Table 17 S-box evaluation metrics of various algorithms from the literature.

The key space of an encryption algorithm is a critical factor in determining its resistance to brute-force attacks. Table 18 compares the key space of various image encryption algorithms from the literature, highlighting the significant advantage of the proposed method. With a key space of \(2^{5102}\), the proposed algorithm surpasses most existing methods, including those with substantial key spaces such as36 \(2^{4624}\) and30 (\(2^{554}\)). Notably, some prior works, such as21, have considerably smaller key spaces (\(>2^{100}\)), making them more vulnerable to exhaustive search attacks. The formulation \(2^{8 \times M \times N}\) in29 suggests a dependency on image dimensions, which may offer scalability but also variability in security. Overall, the proposed algorithm’s exceptionally large key space provides a robust defense against brute-force attacks, reinforcing its suitability for secure image encryption.

Table 18 Key space of various algorithms from literature.
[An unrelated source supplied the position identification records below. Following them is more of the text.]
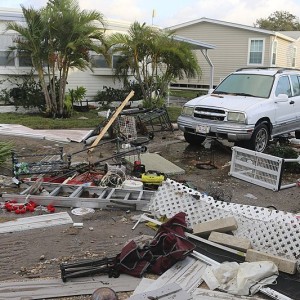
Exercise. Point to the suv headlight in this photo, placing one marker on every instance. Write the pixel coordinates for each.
(187, 111)
(238, 117)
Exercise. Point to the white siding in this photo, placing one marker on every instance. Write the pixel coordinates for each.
(231, 50)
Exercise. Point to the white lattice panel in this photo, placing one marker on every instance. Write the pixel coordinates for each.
(255, 167)
(274, 232)
(127, 127)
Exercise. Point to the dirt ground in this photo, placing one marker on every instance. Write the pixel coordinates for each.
(38, 253)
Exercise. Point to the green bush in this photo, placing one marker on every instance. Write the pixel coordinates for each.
(286, 152)
(109, 94)
(5, 151)
(27, 93)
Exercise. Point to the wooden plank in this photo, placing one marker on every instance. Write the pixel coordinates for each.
(204, 294)
(187, 273)
(36, 222)
(170, 291)
(53, 288)
(143, 285)
(60, 201)
(111, 120)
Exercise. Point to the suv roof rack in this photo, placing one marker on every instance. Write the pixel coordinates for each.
(279, 69)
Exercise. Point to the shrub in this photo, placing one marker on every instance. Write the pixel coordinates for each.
(5, 151)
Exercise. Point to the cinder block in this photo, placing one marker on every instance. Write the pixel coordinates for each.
(230, 241)
(220, 225)
(283, 264)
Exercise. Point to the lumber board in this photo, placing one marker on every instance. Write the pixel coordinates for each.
(187, 273)
(68, 202)
(205, 294)
(36, 222)
(53, 288)
(171, 291)
(111, 120)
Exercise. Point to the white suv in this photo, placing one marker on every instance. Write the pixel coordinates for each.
(249, 107)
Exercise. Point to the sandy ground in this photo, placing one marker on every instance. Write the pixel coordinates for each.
(37, 253)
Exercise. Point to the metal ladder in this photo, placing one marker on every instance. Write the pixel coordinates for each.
(65, 195)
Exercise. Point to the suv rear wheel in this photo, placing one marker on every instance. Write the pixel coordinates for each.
(194, 139)
(260, 138)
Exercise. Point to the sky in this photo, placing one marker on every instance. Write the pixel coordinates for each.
(174, 12)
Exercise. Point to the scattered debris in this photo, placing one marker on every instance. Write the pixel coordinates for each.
(41, 221)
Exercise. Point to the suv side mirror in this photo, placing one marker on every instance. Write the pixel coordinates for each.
(282, 98)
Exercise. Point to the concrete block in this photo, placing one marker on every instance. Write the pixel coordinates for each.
(283, 264)
(219, 225)
(230, 241)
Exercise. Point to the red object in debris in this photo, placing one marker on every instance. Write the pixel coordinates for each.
(51, 208)
(33, 204)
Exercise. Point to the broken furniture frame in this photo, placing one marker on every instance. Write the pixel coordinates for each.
(46, 163)
(148, 120)
(259, 168)
(209, 261)
(67, 195)
(89, 268)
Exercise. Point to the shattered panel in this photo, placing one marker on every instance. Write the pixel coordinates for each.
(271, 231)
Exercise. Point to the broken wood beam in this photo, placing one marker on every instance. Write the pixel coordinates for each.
(231, 241)
(283, 264)
(220, 225)
(110, 122)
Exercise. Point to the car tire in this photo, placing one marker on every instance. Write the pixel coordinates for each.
(194, 139)
(260, 138)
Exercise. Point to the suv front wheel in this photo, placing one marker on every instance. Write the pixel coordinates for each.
(260, 138)
(194, 139)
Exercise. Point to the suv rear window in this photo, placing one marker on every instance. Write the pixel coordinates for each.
(246, 84)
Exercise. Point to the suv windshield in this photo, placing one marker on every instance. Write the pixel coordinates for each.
(246, 85)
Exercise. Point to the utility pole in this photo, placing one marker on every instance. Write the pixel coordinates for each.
(153, 15)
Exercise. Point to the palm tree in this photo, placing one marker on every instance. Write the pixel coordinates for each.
(59, 37)
(31, 40)
(153, 57)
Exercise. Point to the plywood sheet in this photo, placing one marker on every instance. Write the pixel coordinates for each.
(52, 288)
(36, 222)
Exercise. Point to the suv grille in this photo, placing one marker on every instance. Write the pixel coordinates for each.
(209, 113)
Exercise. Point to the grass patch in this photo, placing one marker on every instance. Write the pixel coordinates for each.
(188, 94)
(39, 121)
(88, 119)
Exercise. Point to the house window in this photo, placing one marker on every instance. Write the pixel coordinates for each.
(98, 61)
(6, 59)
(274, 53)
(256, 49)
(25, 60)
(283, 87)
(295, 84)
(294, 53)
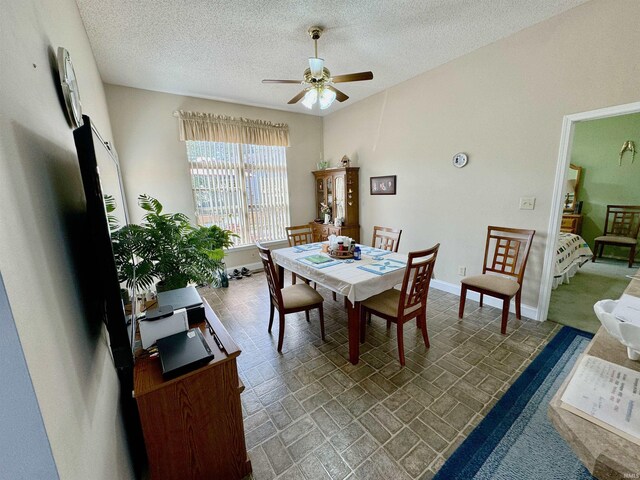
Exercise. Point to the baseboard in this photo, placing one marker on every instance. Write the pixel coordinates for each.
(526, 310)
(252, 267)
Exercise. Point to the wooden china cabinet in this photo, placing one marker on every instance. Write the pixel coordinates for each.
(338, 188)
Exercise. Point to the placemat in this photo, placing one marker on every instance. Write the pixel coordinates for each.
(383, 266)
(309, 261)
(307, 247)
(374, 252)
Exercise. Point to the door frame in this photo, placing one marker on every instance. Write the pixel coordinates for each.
(562, 169)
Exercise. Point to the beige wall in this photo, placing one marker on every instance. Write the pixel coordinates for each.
(154, 161)
(503, 105)
(41, 197)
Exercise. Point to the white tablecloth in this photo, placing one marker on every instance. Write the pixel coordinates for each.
(345, 278)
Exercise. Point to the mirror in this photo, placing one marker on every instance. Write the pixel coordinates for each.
(572, 188)
(339, 198)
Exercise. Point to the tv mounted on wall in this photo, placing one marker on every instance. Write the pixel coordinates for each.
(100, 170)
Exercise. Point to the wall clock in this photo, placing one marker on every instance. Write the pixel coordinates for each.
(70, 90)
(460, 160)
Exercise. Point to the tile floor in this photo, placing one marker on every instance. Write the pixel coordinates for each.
(310, 414)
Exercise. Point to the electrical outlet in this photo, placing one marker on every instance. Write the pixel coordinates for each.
(527, 203)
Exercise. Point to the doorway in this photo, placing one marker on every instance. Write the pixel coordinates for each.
(569, 125)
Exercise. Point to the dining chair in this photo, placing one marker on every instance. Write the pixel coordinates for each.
(386, 238)
(508, 252)
(621, 227)
(291, 299)
(299, 235)
(400, 306)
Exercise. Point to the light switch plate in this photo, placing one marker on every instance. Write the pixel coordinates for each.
(527, 203)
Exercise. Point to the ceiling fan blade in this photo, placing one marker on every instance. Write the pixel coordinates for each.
(281, 81)
(297, 98)
(352, 77)
(340, 96)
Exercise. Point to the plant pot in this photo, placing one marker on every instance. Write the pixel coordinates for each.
(124, 294)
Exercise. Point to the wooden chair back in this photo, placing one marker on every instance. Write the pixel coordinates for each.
(386, 238)
(299, 235)
(622, 220)
(508, 251)
(272, 276)
(417, 278)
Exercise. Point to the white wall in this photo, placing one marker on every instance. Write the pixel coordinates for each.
(503, 105)
(154, 161)
(42, 199)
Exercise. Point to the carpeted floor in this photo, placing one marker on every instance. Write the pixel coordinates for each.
(572, 304)
(516, 441)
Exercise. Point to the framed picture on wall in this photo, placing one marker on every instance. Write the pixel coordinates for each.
(383, 185)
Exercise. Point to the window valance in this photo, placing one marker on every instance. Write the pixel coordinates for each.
(208, 127)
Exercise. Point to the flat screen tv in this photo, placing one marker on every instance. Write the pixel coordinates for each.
(101, 176)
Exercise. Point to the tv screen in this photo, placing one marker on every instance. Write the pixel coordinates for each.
(101, 177)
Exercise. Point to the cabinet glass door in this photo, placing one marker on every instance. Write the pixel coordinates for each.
(339, 197)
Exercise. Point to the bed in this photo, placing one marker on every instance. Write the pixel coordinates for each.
(571, 253)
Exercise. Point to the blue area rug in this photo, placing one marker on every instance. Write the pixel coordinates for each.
(516, 440)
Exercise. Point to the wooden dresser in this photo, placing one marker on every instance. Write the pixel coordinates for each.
(192, 424)
(571, 223)
(340, 189)
(606, 455)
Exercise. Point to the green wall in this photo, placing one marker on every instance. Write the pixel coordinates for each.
(596, 148)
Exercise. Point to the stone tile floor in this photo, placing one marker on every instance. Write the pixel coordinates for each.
(310, 414)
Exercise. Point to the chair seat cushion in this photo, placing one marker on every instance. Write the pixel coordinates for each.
(299, 296)
(387, 303)
(501, 285)
(616, 239)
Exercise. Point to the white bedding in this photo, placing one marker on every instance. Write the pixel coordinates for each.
(571, 253)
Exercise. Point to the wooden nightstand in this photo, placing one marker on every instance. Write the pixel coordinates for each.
(571, 223)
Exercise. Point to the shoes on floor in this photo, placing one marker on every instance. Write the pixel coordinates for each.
(236, 275)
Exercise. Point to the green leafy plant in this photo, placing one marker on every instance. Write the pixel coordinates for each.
(167, 248)
(175, 252)
(126, 242)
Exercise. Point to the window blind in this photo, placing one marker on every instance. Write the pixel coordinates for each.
(240, 187)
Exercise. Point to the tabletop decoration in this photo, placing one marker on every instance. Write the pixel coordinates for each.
(383, 266)
(374, 252)
(307, 247)
(316, 262)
Conclusions and future works

This work presented a multi-stage chaos-based encryption scheme designed specifically for satellite images. The proposed algorithm integrates classical cryptographic techniques with chaotic systems, including the Gauss Circle map, Fredkin gates, hyperchaotic key generation, and dynamic Hill Ciphers. By augmenting and encrypting multiple images simultaneously, the method enhances both security and processing efficiency.

The encryption process achieves high levels of confusion and diffusion, as evidenced by strong statistical metrics such as entropy values near the ideal of 8, NPCR rates exceeding \(99.6\%\), and low PSNR values, all indicating robust resistance to differential and statistical attacks. Additionally, the scheme maintains computational efficiency, with an encryption time of 0.2817 seconds for \(256 \times 256\) images, and demonstrates resilience to various attacks, including noise, occlusion, and brute-force attempts.

Despite its strengths, the proposed scheme has a few limitations. The image augmentation step increases memory usage, which may pose challenges for resource-constrained environments. The reliance on high-precision chaotic systems can complicate hardware implementation. Furthermore, while the algorithm performs well in software simulations, further validation on real-time hardware platforms is necessary to confirm its practical applicability in real-world satellite systems.

Future research will focus on addressing these limitations by exploring lightweight hardware implementations, adaptive parameter tuning, and optimizing the algorithm for deployment in constrained or real-time environments. Additionally, integrating the encryption scheme with secure transmission protocols and evaluating its performance on edge-processing satellite platforms are promising directions for further development.